Three days after the last game of the season, Mullison was fired as the school's head coach. Mullison had been asked to resign, but refused. The Rams had lost 18 straight games dating back to October 15, 1960.

The Skyline Conference disbanded after the 1961 season, and Colorado State became an independent for the 1962 season.

==Schedule==

| Date | Opponent | Site | Result | Attendance | Source |
| September 16 | at Utah | Ute Stadium; Salt Lake City, UT; | L 0–40 | 16,274 |  |
| September 23 | at Arizona* | Arizona Stadium; Tucson, AZ; | L 6–28 | 24,300 |  |
| September 30 | Arizona State* | Colorado Field; Fort Collins, CO; | L 6–14 | 8,800 |  |
| October 7 | at San Jose State* | Spartan Stadium; San Jose, CA; | L 0–14 | 15,000 |  |
| October 14 | at Wyoming | War Memorial Stadium; Laramie, WY (rivalry); | L 7–18 | 11,808 |  |
| October 21 | Utah State | Colorado Field; Fort Collins, CO; | L 3–49 | 10,700 |  |
| October 28 | at Montana | Dornblaser Field; Missoula, MT; | L 19–22 | 4,500 |  |
| November 4 | at Air Force* | DU Stadium; Denver, CO (rivalry); | L 9–14 | 14,000–14,100 |  |
| November 11 | at BYU | Cougar Stadium; Provo, UT; | L 16–30 | 8,144 |  |
| November 18 | New Mexico | Colorado Field; Fort Collins, CO; | L 8–20 | 4,500 |  |
*Non-conference game; Homecoming;

==Statistics==
The team gained an average of 160.0 rushing yards and 77.3 passing yards per game. On defense, they gave up an average of 207.3 rushing yards and 109.0 passing yards per game.

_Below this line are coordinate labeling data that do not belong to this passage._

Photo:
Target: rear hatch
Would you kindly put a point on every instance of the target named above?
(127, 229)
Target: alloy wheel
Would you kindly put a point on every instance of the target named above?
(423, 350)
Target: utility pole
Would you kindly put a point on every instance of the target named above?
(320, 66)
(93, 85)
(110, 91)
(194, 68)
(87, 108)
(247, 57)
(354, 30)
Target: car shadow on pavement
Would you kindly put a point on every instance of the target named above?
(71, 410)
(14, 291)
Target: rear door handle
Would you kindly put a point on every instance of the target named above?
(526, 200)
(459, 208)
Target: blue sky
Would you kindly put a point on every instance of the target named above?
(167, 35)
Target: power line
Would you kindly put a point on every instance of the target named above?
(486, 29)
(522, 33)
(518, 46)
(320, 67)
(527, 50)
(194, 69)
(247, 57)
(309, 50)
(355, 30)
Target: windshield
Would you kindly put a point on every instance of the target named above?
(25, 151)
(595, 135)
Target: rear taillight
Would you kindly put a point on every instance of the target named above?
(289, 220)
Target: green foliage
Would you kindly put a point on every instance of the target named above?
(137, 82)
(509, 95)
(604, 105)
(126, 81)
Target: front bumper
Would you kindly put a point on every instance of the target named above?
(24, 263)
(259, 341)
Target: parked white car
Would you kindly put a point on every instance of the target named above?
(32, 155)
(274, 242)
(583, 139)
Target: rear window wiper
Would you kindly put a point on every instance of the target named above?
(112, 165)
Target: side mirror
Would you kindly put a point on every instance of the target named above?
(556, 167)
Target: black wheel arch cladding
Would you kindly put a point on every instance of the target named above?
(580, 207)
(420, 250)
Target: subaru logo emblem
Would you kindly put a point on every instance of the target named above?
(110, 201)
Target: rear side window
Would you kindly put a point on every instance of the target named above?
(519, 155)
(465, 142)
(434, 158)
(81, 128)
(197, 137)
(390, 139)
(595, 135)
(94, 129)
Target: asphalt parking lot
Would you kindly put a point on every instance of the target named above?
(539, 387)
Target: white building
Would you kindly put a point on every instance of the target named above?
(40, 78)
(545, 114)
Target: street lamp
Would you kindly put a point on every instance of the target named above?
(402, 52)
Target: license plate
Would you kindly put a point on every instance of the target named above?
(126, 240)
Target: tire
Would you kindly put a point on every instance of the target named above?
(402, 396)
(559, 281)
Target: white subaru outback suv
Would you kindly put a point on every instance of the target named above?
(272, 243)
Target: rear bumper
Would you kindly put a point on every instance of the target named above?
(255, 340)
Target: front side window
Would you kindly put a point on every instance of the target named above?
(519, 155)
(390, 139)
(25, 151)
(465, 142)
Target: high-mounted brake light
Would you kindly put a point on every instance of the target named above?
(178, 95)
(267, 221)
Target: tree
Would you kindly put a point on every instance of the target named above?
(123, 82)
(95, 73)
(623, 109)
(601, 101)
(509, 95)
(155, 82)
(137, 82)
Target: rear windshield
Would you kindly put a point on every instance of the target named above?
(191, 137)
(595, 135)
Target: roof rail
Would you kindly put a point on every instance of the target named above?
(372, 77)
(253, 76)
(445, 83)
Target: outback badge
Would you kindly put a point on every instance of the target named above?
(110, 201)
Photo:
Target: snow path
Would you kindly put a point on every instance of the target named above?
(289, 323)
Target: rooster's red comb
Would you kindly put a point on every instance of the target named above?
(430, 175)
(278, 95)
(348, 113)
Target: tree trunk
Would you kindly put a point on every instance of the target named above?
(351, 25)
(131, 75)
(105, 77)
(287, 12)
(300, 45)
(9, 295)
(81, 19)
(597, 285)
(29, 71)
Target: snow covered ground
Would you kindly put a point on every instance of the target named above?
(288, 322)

The team's passing leaders were LeeRoy Gutierrez (37 of 82 for 387 yards with two touchdowns and five interceptions) and Bill Berringer (27 of 64 for 307 yards, 0 touchdowns and 10 interceptions).

The team's rushing leaders were Dennis Wohlhueter (308 yards, 69 carries, 4.5 yard average), Ken Hines (202 yards, 50 carries, 4.0 yard average), Alex Humackich (189 yards, 40 carries, 4.7 yard average), Ron Kaanehe (187 yards, 57 carries, 3.3 yard average), Rich Brown (185 yards, 39 carries, 4.7 yard average).

The team's receiving leaders were Kay McFarland (18 receptions, 196 yards) and Dennis Wohlhueter (12 receptions, 131 yards).

Three players tied for the scoring lead with 12 points each: Dennis Wohlhueter, Kay McFarland, and Ken Hines.